= Emidio Campi =

Swiss historian

Emidio Campi (born 30 September 1943) is a Swiss historian. As a church historian, he is a specialist in the Reformation in Italy and Switzerland, and has researched and published articles on John Calvin, Peter Martyr Vermigli, Huldrych Zwingli, Heinrich Bullinger and other reformers.

== Life ==

He was born on 30 September 1943. He is married with four children.

== Career ==

He attended the University of Tübingen and the University of Zurich. He is currently the Emeritus Professor of Church History at the University of Zurich,. and a director of the Institute for the History of the Swiss Reformation His specialist area of research is the Protestant reformation. Campi retired on 1 August 2009, following which he was undertook various positions as visiting professor in Montreal, Beirut, Buenos Aires, Lincoln (Nebraska), Grand Rapids (Michigan), New York City, Genoa, Modena and Seoul.

== Distinctions ==

He is one of the world's leading scholars of the Church, and particularly the Reformation (along with Peter Opitz and Christian Moser and Herman Selderhuis), and has lectured extensively on the Reformation and those who drove it, for instance, Arnold of Brescia, and Luther.

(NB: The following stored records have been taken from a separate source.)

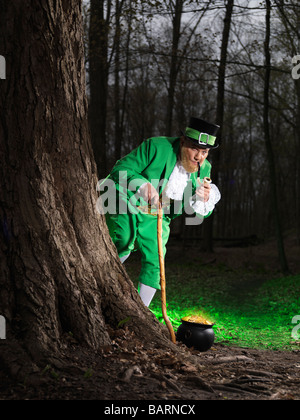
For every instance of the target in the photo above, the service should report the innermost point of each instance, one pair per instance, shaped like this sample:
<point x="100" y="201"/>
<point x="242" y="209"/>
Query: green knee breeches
<point x="140" y="230"/>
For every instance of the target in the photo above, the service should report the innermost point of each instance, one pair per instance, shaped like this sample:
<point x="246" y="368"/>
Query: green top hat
<point x="203" y="133"/>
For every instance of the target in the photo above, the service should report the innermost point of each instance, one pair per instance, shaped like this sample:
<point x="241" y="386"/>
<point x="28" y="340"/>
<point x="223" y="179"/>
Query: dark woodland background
<point x="153" y="64"/>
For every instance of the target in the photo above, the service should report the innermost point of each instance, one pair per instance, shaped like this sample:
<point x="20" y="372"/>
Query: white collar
<point x="177" y="182"/>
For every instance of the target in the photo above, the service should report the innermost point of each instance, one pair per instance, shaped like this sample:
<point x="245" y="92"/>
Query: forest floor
<point x="130" y="370"/>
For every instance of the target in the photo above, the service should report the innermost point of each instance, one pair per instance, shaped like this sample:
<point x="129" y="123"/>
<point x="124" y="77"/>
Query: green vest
<point x="153" y="161"/>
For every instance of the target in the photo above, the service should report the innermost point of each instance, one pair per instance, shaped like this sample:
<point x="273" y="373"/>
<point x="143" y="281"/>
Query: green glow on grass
<point x="259" y="317"/>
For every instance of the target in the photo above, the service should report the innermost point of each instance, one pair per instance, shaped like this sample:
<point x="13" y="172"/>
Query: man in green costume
<point x="166" y="169"/>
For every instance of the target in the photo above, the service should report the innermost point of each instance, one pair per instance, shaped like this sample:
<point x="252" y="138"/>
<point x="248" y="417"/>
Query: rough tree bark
<point x="59" y="270"/>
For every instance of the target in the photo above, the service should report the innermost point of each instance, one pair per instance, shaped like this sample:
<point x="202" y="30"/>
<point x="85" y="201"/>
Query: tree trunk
<point x="59" y="270"/>
<point x="216" y="154"/>
<point x="98" y="75"/>
<point x="269" y="146"/>
<point x="174" y="63"/>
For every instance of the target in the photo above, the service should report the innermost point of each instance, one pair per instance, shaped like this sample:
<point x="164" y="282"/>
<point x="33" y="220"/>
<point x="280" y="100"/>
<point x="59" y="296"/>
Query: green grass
<point x="249" y="309"/>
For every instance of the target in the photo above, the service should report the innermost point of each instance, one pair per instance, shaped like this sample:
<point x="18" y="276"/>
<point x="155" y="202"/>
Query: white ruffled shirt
<point x="177" y="184"/>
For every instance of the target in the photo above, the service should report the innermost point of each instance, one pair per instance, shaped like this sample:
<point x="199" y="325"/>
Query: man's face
<point x="191" y="155"/>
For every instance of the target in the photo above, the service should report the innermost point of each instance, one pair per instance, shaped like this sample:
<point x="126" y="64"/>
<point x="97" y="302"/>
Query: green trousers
<point x="130" y="231"/>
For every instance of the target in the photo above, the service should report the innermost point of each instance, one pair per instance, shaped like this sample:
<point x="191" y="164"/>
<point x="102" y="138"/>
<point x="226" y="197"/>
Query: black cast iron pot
<point x="199" y="336"/>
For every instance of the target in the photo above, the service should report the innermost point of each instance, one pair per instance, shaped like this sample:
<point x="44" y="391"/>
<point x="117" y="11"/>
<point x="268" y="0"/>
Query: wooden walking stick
<point x="162" y="273"/>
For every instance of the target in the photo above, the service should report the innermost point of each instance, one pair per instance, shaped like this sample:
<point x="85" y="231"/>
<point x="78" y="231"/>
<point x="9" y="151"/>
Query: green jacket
<point x="153" y="161"/>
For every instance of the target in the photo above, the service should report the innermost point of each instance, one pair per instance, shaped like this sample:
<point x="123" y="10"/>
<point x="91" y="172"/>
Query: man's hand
<point x="203" y="192"/>
<point x="149" y="194"/>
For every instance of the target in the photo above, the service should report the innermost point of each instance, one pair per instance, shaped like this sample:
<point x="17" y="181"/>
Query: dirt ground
<point x="128" y="370"/>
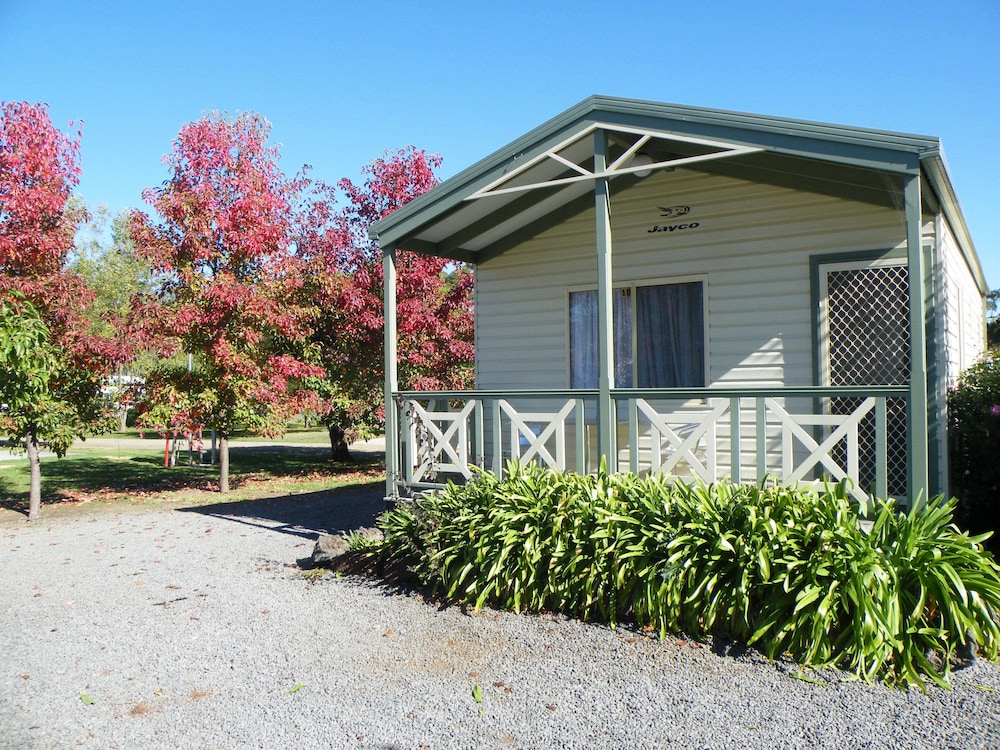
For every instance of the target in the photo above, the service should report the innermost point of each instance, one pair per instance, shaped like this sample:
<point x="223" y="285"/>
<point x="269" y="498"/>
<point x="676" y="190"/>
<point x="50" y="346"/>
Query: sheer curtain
<point x="671" y="336"/>
<point x="583" y="317"/>
<point x="583" y="339"/>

Notably, he has suggested that the sixteenth-century Swiss Reformers Huldrych Zwingli and John Calvin were advocates of a Social market economy; for example, Calvin, Campi says, "would have decisively combated every system that takes social injustice as a given, because in his eyes, social injustice is an offense to the Creator."

== Bibliography ==

His books include:

- Architect of Reformation: An Introduction to Heinrich Bullinger, 1504-1575 (in 257 libraries according to WorldCat )
- Peter Martyr Vermigli: humanism, republicanism, reformation Geneve: Droz, 2002
- Scholarly Knowledge: Textbooks In Early Modern Europe Genève : Droz, 2008.
- Shifting Patterns of Reformed Tradition Göttingen: Vandenhoeck et Ruprecht, 2014.
- A Companion to the Swiss Reformation Leiden : Brill, [2016
- Johannes Calvin Und Die Kulturelle Pragekraft Des Protestantismus
- Heinrich Bullinger, Life - Thought - Influence (editor) Zürich : Theologischer Verlag Zürich, 2007.